Scaling Groups
Overview
Scaling Groups automatically add or remove instances based on real-time CPU and memory metrics. Define a template (plan, image, networking) and scaling policies, and the system handles the rest.
Key characteristics:
- Horizontal scaling -- Automatically creates and destroys instances to match demand.
- Metric-driven -- Scales based on average CPU or memory usage across the group.
- Template-based -- Every instance in a group uses the same plan, image, and cloud-init configuration.
- Optional Load Balancer integration -- New instances can automatically register as backend targets on a load balancer, and deregister when removed.
- Configurable limits -- Set minimum and maximum instance counts to control costs and availability.
Creating a Scaling Group
- Navigate to Scaling Groups in the sidebar (under Compute)
- Click Create Scaling Group
- Fill in the configuration:
Configuration Fields
| Field | Description |
|---|---|
| Name | A descriptive name for the group |
| Location | The data center / hypervisor group to deploy in (must have autoscaling enabled) |
| Plan Type | Select a plan category |
| Plan | The instance plan (CPU, RAM, Storage) for all instances in the group |
| Image | The OS or custom image to deploy.

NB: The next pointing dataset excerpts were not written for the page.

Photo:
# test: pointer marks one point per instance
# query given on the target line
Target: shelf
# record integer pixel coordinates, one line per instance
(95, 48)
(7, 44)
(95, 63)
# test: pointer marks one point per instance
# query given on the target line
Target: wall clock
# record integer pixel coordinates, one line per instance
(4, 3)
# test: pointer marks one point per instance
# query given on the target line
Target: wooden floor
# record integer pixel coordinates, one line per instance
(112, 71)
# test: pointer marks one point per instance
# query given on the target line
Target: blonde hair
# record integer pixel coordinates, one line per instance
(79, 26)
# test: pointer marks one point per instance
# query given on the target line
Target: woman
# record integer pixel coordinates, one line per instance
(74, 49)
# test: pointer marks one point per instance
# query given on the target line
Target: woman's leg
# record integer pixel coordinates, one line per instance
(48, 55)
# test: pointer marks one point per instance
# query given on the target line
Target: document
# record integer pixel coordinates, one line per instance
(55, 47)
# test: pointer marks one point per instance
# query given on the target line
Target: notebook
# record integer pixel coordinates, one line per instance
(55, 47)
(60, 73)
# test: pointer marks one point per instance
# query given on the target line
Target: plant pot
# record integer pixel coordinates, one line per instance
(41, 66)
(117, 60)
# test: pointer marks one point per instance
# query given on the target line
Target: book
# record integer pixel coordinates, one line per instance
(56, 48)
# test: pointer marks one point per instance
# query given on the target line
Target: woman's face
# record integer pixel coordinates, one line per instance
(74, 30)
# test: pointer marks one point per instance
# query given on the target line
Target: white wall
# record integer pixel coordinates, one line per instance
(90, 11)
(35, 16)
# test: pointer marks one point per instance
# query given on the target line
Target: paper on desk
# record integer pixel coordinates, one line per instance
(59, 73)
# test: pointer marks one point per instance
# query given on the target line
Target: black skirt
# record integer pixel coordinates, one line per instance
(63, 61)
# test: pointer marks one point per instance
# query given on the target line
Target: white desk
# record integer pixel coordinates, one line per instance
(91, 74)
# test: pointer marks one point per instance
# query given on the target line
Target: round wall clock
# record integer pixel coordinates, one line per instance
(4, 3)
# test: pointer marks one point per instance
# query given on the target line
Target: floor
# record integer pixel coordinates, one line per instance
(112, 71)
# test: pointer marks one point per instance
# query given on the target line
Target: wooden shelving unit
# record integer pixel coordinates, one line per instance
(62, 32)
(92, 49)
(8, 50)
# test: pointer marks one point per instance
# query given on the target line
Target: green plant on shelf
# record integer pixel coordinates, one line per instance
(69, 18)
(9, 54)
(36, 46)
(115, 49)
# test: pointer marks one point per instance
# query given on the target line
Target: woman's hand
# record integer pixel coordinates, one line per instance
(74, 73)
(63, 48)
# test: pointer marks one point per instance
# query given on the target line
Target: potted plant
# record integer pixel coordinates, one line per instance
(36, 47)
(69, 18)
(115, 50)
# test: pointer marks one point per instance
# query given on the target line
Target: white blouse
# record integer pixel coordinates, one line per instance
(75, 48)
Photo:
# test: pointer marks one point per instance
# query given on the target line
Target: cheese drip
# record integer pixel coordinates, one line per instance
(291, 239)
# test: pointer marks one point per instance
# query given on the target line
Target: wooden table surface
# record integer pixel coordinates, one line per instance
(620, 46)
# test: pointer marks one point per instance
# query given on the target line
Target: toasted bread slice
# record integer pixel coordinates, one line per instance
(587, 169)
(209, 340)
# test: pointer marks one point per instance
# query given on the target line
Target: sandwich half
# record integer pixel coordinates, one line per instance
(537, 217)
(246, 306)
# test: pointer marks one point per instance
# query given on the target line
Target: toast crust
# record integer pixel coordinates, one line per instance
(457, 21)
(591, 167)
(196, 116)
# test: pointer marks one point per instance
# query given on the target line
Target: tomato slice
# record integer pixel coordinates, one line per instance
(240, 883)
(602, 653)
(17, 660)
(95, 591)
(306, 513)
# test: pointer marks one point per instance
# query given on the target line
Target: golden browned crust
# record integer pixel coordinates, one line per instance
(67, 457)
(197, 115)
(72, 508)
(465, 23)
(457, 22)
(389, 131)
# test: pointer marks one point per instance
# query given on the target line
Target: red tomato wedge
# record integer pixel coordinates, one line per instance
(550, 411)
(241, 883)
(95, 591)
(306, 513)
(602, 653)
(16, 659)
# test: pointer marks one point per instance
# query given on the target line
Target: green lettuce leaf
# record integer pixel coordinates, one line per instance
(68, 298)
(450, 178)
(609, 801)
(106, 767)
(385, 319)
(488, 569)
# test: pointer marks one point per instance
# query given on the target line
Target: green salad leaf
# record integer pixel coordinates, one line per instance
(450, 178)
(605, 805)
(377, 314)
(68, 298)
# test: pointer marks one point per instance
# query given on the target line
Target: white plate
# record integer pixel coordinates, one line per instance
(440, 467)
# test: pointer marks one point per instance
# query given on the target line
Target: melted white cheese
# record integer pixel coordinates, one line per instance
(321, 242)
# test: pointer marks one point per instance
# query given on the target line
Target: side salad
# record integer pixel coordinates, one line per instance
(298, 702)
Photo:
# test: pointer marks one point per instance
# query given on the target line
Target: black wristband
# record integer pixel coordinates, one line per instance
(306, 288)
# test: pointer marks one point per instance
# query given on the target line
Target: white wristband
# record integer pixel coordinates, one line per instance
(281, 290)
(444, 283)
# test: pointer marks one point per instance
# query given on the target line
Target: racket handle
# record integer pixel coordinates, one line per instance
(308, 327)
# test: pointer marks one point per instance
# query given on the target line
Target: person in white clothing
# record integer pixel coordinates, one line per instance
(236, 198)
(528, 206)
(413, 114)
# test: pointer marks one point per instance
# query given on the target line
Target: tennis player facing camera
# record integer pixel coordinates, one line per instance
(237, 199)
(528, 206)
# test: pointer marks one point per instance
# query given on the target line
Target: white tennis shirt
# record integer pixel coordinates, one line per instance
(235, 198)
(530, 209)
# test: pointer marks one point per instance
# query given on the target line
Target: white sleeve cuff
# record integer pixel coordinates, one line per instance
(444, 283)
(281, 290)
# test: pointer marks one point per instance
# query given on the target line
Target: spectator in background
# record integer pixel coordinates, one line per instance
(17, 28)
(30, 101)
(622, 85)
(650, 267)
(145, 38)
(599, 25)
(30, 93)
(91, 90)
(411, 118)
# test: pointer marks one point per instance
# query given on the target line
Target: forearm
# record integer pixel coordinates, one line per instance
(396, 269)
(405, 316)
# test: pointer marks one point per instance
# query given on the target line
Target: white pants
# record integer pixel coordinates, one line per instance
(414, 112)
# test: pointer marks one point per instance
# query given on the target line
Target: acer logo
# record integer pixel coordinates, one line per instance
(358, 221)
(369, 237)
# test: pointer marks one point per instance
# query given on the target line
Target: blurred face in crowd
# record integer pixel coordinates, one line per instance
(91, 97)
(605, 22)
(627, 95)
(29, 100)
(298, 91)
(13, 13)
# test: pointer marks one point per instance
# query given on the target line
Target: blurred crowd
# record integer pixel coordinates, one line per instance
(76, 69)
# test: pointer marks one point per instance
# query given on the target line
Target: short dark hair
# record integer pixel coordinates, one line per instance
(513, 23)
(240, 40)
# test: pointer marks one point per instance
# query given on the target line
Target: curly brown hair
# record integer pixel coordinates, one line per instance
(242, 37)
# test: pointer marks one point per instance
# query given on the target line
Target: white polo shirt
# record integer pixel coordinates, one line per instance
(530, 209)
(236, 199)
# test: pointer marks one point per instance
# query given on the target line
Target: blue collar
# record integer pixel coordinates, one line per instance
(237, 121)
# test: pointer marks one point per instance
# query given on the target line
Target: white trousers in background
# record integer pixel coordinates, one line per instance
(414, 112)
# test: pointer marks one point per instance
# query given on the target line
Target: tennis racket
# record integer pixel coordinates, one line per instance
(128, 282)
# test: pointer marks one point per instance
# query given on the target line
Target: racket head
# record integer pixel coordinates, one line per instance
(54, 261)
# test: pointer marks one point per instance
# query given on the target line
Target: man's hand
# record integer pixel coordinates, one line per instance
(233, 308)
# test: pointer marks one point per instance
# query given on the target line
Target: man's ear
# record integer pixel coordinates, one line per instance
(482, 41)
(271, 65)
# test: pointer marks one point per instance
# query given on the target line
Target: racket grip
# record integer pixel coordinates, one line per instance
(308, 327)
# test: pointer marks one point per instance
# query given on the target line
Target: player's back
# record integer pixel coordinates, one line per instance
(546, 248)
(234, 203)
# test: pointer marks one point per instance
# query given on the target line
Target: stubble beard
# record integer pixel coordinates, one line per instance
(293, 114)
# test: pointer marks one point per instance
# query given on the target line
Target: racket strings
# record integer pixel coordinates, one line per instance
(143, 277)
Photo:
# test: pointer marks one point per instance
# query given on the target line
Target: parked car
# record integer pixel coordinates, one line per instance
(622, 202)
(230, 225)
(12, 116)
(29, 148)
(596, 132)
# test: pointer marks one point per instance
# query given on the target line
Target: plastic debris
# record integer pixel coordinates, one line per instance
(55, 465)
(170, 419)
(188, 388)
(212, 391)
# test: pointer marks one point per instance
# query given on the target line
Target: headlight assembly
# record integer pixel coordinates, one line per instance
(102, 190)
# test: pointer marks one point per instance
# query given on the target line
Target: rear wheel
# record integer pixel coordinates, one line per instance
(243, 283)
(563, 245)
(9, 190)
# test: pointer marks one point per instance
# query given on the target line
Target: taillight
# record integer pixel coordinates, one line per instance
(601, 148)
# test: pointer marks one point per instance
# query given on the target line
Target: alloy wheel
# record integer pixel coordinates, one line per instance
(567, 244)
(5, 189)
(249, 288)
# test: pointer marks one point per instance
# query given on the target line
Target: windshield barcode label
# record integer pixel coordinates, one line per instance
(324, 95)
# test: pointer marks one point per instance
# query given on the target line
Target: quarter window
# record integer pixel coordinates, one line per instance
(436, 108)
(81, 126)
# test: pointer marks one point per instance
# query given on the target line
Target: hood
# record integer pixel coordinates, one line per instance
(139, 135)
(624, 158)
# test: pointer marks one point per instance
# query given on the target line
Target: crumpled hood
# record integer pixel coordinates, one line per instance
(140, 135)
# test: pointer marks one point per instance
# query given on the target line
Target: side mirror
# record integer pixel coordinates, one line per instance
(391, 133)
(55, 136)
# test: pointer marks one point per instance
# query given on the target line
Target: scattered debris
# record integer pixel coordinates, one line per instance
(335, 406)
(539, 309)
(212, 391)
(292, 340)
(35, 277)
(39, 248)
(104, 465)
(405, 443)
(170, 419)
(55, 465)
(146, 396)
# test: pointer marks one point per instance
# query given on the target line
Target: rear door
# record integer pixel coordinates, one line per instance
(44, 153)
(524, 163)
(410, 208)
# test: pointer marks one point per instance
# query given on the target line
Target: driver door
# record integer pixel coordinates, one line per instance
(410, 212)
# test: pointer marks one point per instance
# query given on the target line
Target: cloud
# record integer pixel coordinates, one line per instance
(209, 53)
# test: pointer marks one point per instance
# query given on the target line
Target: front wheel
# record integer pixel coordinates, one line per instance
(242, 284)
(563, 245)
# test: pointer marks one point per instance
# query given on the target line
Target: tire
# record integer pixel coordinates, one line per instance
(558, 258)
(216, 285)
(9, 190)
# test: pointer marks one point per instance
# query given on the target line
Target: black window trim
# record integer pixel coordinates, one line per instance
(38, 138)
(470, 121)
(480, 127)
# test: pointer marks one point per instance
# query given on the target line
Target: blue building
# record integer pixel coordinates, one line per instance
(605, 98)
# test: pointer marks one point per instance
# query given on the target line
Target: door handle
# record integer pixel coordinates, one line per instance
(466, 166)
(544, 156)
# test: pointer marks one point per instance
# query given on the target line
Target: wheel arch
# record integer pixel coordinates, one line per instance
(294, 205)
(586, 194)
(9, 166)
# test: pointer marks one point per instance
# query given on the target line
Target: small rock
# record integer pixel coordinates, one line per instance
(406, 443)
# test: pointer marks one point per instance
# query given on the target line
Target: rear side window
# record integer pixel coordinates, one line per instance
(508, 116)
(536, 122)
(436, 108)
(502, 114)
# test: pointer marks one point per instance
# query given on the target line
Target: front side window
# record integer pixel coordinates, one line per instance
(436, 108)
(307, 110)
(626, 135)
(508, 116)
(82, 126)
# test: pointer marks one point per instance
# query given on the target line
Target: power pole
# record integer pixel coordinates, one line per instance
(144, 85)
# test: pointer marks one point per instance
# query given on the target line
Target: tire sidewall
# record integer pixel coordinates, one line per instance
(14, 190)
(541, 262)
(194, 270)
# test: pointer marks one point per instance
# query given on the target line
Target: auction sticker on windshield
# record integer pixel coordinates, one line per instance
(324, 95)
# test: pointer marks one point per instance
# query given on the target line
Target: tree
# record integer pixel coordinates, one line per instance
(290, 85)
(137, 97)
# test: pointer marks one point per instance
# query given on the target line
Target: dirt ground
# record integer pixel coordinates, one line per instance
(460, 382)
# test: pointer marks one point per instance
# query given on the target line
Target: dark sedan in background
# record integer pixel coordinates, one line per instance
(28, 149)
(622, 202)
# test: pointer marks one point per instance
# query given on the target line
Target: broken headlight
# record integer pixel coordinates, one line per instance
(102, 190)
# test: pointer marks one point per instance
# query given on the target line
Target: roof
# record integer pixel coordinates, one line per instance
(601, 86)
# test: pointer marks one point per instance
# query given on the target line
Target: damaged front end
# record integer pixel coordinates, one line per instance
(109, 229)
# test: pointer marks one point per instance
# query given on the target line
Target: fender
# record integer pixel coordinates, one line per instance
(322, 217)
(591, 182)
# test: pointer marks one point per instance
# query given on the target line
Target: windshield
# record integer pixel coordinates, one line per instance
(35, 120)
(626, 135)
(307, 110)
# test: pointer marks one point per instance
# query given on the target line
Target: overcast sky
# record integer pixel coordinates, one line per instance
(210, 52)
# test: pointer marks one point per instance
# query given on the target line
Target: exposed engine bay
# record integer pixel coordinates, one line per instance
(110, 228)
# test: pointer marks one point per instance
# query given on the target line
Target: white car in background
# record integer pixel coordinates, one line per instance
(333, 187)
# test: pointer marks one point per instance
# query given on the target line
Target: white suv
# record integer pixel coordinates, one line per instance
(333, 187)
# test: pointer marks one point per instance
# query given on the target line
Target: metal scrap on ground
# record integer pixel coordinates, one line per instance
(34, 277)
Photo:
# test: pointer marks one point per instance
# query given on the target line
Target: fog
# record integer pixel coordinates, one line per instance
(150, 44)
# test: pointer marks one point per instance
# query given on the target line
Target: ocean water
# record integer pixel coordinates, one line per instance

Choose from General (base images) or My Images (your custom snapshots) |
| Cloud-Init | Optional YAML configuration applied to every instance at boot |
| SSH Keys | Optional SSH keys injected into instances |
| User Scripts | Optional scripts to run on instance creation |
| VPC + Subnet | Optional VPC networking. Instances are deployed into the selected subnet |
| Load Balancer | Optional. Select a load balancer and backend to auto-register instances as targets |
| Min Instances | Minimum number of instances to maintain (default: 1). The group will always keep at least this many running |
| Max Instances | Maximum number of instances allowed (default: 5). Scaling will never exceed this |
- Click Create
If min instances is greater than 0, the initial instances are deployed immediately.
Managing a Scaling Group
Click Manage (cog icon) on any scaling group to access its management page.
Overview
The overview card displays the group's configuration: location, plan, image, VPC/subnet, load balancer, current instance count vs limits, and cloud-init config. You can edit:
- Plan -- Click "Change" to select a new plan type and plan. New instances will use the updated plan.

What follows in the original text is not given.